M.S. DONOVAN
The Rosarium: The Klipa Veil
Debut Novel
M.S. Donovan is a writer of literary horror and poetry from the North Shore of Long Island. Her work explores the ways power hides inside family, and what gets called madness when no one wants to look closer.
Her debut novel, The Rosarium: The Klipa Veil, is a generational horror about women whose perception, creativity, and bodies are extracted through a spiritual-economic system—and what it costs to reclaim that inheritance. The manuscript was developed with World Fantasy Award-winning editor Paula Guran and received a craft-level edit from Bram Stoker Award-winning Editor-in-Chief Brett Savory of ChiZine Publications.
She currently resides in New York with her family.
You come from women who taught themselves forgetting.
You are not the author. You are the archive.

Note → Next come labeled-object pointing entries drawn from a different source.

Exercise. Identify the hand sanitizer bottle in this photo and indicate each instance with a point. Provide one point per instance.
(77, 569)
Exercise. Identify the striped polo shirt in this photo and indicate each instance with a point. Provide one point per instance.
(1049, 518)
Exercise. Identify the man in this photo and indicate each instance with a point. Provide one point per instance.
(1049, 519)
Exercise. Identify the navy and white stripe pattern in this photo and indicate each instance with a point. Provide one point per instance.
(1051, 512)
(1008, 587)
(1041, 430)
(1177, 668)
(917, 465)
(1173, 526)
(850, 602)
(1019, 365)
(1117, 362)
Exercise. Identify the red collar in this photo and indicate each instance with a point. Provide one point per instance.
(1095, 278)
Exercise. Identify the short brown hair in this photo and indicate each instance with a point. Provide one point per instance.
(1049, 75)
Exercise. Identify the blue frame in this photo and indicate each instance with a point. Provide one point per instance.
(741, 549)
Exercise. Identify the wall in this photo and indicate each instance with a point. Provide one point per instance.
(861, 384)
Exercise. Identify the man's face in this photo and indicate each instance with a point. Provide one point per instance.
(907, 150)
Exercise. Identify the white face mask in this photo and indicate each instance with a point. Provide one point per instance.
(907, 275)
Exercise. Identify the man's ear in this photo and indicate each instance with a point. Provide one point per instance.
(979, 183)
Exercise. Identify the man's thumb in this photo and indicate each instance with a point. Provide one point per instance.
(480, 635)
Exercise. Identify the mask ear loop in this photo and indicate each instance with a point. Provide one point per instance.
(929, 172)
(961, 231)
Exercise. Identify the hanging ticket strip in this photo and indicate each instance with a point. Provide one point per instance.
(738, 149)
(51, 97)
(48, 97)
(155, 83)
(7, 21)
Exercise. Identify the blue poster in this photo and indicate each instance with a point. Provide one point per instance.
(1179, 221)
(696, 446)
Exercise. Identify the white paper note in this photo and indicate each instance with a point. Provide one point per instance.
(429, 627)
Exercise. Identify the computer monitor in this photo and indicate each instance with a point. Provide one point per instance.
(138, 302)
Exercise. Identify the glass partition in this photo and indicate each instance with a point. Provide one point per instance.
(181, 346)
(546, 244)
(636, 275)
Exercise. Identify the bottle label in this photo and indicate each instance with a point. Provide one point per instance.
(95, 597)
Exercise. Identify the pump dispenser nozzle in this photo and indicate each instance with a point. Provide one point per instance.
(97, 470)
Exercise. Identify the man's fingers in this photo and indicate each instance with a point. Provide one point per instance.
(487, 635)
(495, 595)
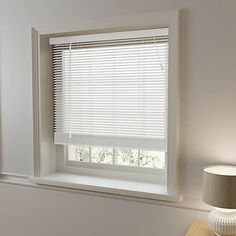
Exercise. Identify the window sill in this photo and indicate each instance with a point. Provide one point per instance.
(107, 185)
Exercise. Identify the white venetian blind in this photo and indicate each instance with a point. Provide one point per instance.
(111, 89)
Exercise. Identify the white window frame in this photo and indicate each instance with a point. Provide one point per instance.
(45, 163)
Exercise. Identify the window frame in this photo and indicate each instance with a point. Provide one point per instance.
(45, 154)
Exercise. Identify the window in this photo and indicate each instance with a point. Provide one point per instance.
(111, 92)
(113, 124)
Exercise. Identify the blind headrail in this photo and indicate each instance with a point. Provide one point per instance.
(109, 36)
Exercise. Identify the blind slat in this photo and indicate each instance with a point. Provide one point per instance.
(112, 91)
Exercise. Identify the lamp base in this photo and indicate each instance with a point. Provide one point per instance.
(223, 222)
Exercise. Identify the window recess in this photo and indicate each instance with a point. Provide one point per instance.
(112, 90)
(106, 109)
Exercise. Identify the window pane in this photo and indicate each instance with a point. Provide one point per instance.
(78, 153)
(152, 159)
(127, 157)
(102, 155)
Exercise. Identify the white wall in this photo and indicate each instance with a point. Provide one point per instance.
(208, 114)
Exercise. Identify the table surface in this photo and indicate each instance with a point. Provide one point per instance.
(199, 228)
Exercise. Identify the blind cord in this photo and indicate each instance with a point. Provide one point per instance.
(70, 91)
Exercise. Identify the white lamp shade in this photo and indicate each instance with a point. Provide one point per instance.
(219, 186)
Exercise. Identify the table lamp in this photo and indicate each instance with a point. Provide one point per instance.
(219, 190)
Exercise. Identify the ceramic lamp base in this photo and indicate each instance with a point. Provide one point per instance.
(223, 222)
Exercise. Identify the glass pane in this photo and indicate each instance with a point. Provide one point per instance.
(127, 157)
(102, 155)
(152, 159)
(78, 153)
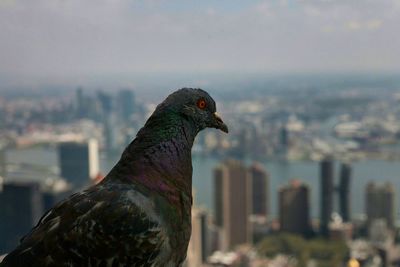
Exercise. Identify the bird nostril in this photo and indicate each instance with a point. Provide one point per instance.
(218, 118)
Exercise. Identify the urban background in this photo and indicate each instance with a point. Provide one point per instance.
(309, 174)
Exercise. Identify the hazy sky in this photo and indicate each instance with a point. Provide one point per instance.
(63, 38)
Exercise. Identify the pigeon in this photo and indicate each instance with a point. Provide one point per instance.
(140, 213)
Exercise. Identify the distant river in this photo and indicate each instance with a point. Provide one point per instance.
(280, 173)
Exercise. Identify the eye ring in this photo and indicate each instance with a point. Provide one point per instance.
(201, 104)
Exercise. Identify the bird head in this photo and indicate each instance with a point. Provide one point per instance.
(194, 105)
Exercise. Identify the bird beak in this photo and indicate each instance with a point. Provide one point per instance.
(219, 124)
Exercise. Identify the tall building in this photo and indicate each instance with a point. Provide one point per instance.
(232, 203)
(79, 162)
(126, 103)
(21, 206)
(199, 245)
(294, 209)
(344, 192)
(327, 190)
(380, 203)
(259, 181)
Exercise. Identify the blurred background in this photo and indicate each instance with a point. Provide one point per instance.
(309, 174)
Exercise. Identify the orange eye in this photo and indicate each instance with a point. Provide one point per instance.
(201, 104)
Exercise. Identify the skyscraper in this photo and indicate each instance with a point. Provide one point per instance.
(198, 249)
(21, 206)
(327, 189)
(344, 191)
(126, 103)
(380, 203)
(79, 162)
(259, 181)
(232, 203)
(294, 209)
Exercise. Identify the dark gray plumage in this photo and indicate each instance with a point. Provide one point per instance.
(140, 214)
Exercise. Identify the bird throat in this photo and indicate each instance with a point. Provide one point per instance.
(159, 159)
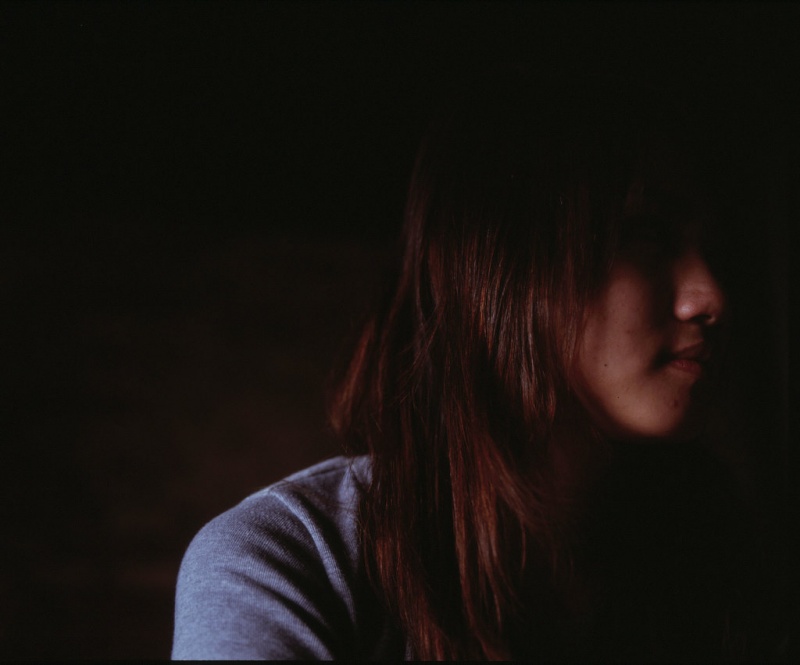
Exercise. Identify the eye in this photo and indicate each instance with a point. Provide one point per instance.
(646, 232)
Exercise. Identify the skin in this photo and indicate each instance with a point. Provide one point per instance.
(661, 297)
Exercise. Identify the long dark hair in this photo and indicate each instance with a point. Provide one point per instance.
(457, 383)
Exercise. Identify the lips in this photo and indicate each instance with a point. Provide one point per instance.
(692, 359)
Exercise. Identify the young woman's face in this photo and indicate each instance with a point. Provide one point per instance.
(650, 342)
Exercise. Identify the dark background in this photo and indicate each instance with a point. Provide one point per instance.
(196, 205)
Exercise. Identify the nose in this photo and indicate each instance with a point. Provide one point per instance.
(699, 297)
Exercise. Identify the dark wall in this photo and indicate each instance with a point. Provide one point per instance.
(196, 205)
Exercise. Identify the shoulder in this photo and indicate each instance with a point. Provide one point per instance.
(280, 575)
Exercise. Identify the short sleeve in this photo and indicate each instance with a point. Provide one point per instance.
(279, 577)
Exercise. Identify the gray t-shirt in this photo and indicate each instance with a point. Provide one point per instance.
(281, 576)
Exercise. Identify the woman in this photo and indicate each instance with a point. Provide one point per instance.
(523, 417)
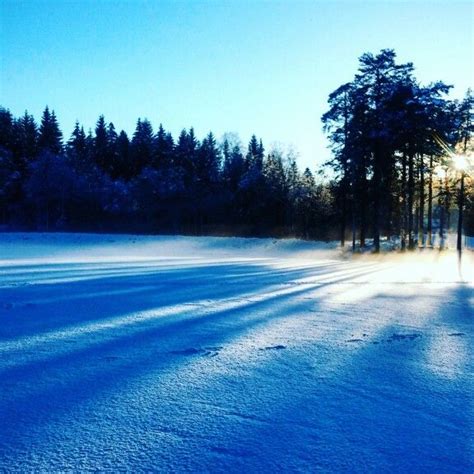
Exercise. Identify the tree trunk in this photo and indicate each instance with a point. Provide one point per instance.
(403, 233)
(421, 229)
(430, 204)
(411, 192)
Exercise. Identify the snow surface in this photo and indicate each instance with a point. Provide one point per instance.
(183, 354)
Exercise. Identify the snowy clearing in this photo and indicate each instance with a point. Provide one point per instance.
(231, 355)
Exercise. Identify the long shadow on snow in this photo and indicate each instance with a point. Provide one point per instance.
(84, 302)
(382, 410)
(43, 402)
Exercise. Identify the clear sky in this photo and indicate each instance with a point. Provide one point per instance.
(263, 67)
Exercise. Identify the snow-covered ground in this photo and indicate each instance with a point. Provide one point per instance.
(189, 354)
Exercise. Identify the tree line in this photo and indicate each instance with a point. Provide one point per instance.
(393, 144)
(104, 180)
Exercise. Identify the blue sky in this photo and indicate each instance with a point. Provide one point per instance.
(262, 67)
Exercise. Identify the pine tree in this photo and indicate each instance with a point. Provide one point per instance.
(50, 136)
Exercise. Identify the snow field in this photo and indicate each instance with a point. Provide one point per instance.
(180, 354)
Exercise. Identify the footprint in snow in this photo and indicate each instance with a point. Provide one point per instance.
(211, 351)
(401, 337)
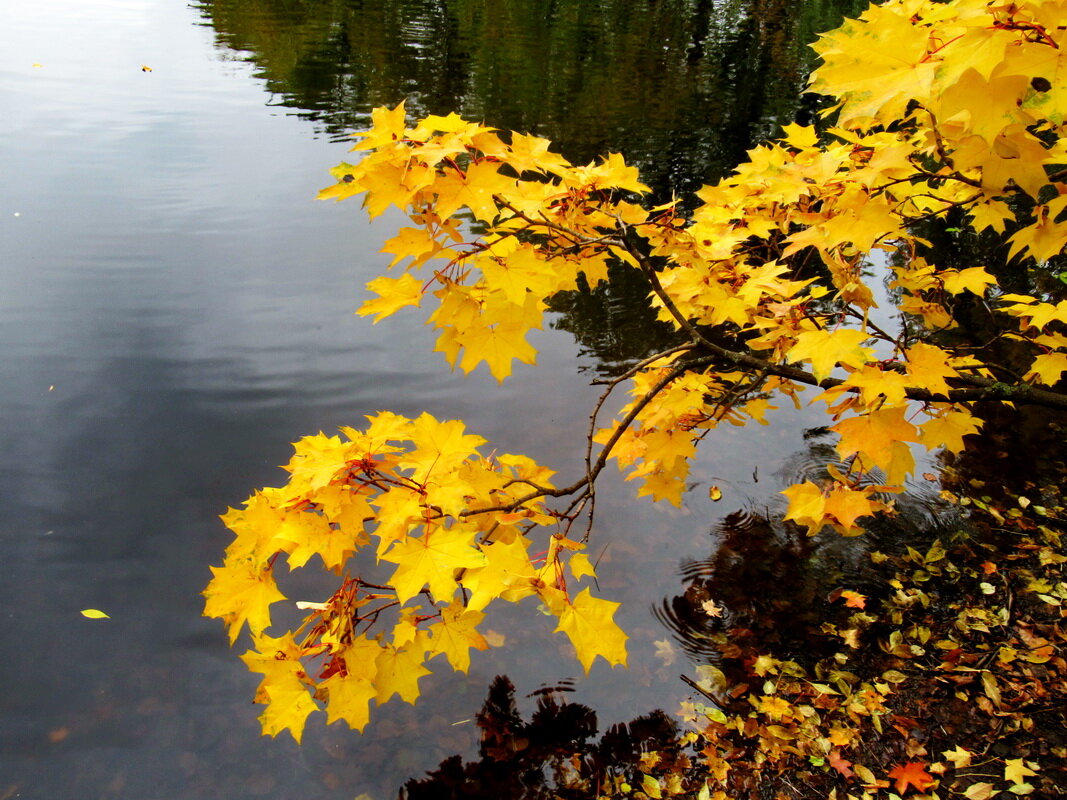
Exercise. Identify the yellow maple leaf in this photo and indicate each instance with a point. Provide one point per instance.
(873, 435)
(807, 506)
(393, 294)
(241, 592)
(928, 367)
(1047, 368)
(440, 447)
(497, 345)
(1017, 771)
(973, 280)
(587, 621)
(456, 635)
(432, 560)
(826, 349)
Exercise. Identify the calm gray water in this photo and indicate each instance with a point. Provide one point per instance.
(175, 308)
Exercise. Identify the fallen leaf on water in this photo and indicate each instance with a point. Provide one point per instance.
(712, 608)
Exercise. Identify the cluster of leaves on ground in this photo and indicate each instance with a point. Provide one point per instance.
(943, 110)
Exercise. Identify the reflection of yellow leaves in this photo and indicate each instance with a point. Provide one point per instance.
(348, 698)
(874, 434)
(948, 430)
(398, 673)
(1047, 368)
(665, 652)
(826, 349)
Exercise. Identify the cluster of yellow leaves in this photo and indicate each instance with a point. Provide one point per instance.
(452, 528)
(492, 290)
(942, 107)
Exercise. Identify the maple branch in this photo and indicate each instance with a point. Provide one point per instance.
(976, 388)
(591, 474)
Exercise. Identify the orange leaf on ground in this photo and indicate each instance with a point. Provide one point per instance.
(913, 774)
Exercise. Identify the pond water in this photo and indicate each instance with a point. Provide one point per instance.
(175, 309)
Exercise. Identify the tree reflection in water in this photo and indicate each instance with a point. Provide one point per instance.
(769, 580)
(556, 754)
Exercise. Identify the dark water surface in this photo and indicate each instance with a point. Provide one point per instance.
(175, 309)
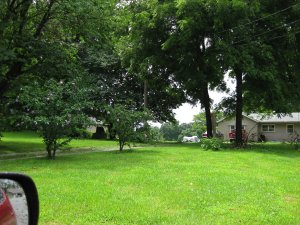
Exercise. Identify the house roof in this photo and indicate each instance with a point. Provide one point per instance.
(262, 118)
(288, 118)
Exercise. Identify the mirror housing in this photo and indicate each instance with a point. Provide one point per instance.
(30, 192)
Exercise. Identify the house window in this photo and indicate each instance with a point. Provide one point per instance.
(268, 128)
(290, 128)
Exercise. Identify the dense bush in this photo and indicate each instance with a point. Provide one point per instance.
(212, 143)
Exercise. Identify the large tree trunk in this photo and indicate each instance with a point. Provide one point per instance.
(239, 107)
(145, 94)
(205, 101)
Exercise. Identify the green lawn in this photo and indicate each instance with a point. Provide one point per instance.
(168, 184)
(23, 142)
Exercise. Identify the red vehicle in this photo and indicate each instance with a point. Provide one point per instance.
(7, 214)
(232, 135)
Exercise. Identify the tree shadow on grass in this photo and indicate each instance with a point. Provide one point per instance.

On Long Island's Gold Coast, Sabine Kent-Rhodes is raising her twin sons in a cottage on her husband's ancestral estate. Writing a memoir to steady her unraveling life, she begins to notice disturbances gathering at the edges of the ordinary. When one boy develops violent, unexplained fevers and the other begins speaking about things he cannot possibly know, Sabine begins to suspect the illness is inherited.
After their grandmother's funeral, Sabine and her sisters uncover journals linking their maternal bloodline to a fraternal order that stripped the women of a sacred perceptual gift, redirecting that inheritance for their own wealth and influence. What the family long dismissed as instability was soul-level fracture—generations of women rendered vessels for a system that feeds on them.
In Sabine's twins, the binding reckons with more than it was designed to contain.
Every woman who had ever been taken from themselves singing herself home.
The novel unfolds across dual timelines, 1943 and 2025, between the ritual that began it and the women who confront it.
Violation and revelation arriving through the same door.